I'm running the following code for matrix multiplication the performance of which I'm supposed to measure:
for (int j = 0; j < COLUMNS; j++)
#pragma omp for schedule(dynamic, 10)
for (int k = 0; k < COLUMNS; k++)
for (int i = 0; i < ROWS; i++)
matrix_r[i][j] += matrix_a[i][k] * matrix_b[k][j];
Yes, I know it's really slow, but that's not the point - it's purely for performance measuring purposes. I'm running 3 versions of the code depending on where I put the #pragma omp
directive, and therefore depending on where the parallelization happens. The code is run in Microsoft Visual Studio 2012 in release mode and profiled in CodeXL.
One thing I've noticed from the measurements is that the option in the code snippet (with parallelization before the k loop) is the slowest, then the version with the directive before the j loop, then the one with it before the i loop.
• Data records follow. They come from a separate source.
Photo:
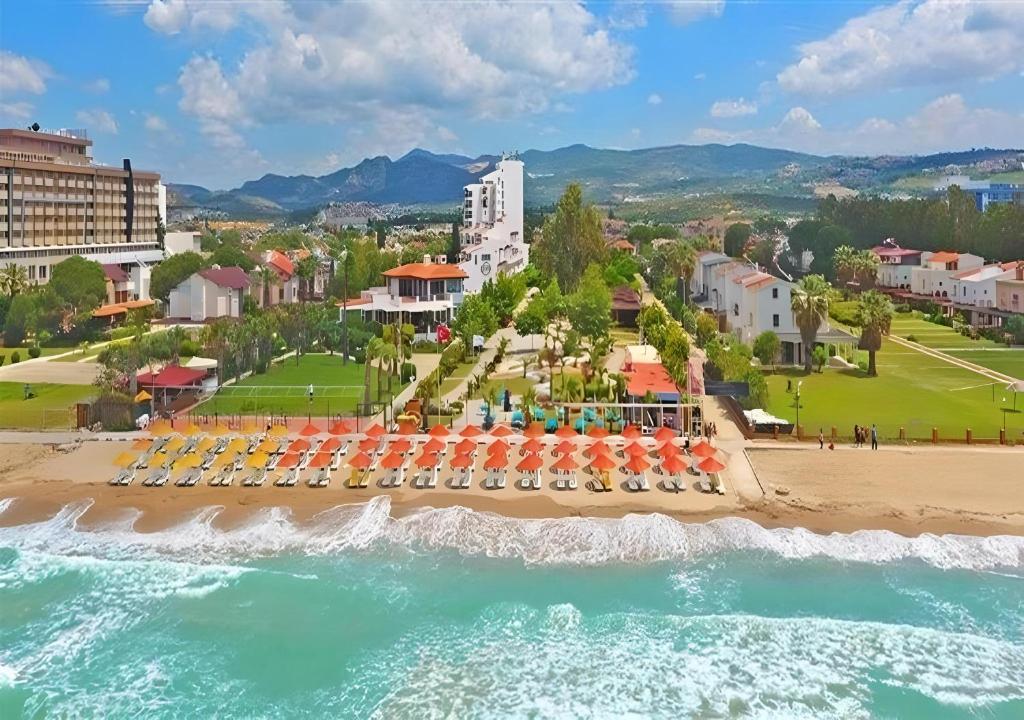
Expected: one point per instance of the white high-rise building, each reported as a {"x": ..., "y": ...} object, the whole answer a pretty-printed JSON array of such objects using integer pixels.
[{"x": 492, "y": 229}]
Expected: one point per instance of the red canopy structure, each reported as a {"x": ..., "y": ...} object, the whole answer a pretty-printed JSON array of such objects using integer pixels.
[
  {"x": 712, "y": 464},
  {"x": 636, "y": 465},
  {"x": 309, "y": 430},
  {"x": 360, "y": 461},
  {"x": 465, "y": 446},
  {"x": 427, "y": 460},
  {"x": 565, "y": 464},
  {"x": 529, "y": 463},
  {"x": 631, "y": 432},
  {"x": 461, "y": 461},
  {"x": 496, "y": 462},
  {"x": 289, "y": 460},
  {"x": 702, "y": 449},
  {"x": 602, "y": 462},
  {"x": 392, "y": 461}
]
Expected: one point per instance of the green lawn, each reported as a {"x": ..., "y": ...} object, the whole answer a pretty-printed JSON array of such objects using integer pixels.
[
  {"x": 51, "y": 408},
  {"x": 912, "y": 390},
  {"x": 283, "y": 389}
]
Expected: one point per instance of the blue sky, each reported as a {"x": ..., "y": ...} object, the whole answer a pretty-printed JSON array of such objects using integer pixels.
[{"x": 219, "y": 91}]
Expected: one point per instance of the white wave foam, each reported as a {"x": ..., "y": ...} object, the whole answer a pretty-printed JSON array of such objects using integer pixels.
[{"x": 369, "y": 525}]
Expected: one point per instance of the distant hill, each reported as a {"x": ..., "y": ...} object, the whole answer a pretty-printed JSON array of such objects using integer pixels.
[{"x": 612, "y": 176}]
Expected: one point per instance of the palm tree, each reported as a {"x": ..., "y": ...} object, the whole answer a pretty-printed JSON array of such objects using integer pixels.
[
  {"x": 809, "y": 302},
  {"x": 875, "y": 316}
]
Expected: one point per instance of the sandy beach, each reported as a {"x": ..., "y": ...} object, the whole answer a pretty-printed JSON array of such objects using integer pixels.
[{"x": 907, "y": 491}]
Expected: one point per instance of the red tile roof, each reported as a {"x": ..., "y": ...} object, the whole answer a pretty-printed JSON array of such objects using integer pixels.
[
  {"x": 233, "y": 278},
  {"x": 422, "y": 270}
]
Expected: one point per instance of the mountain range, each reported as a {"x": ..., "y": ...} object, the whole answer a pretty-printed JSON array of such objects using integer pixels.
[{"x": 611, "y": 176}]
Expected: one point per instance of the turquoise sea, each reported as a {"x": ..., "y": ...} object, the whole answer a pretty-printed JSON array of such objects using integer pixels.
[{"x": 452, "y": 613}]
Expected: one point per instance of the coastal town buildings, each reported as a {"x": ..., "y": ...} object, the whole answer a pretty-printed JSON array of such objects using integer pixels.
[
  {"x": 493, "y": 233},
  {"x": 55, "y": 202}
]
The presented version is also the one which calculates a wrong result because of race conditions - multiple threads accessing the same cell of the result matrix at the same time. I understand why the i loop version is the fastest - all the particular threads process only part of the range of the i variable, increasing the temporal locality. However, I don't understand what causes the k loop version to be the slowest - does it have something to do with the fact that it produces the wrong result?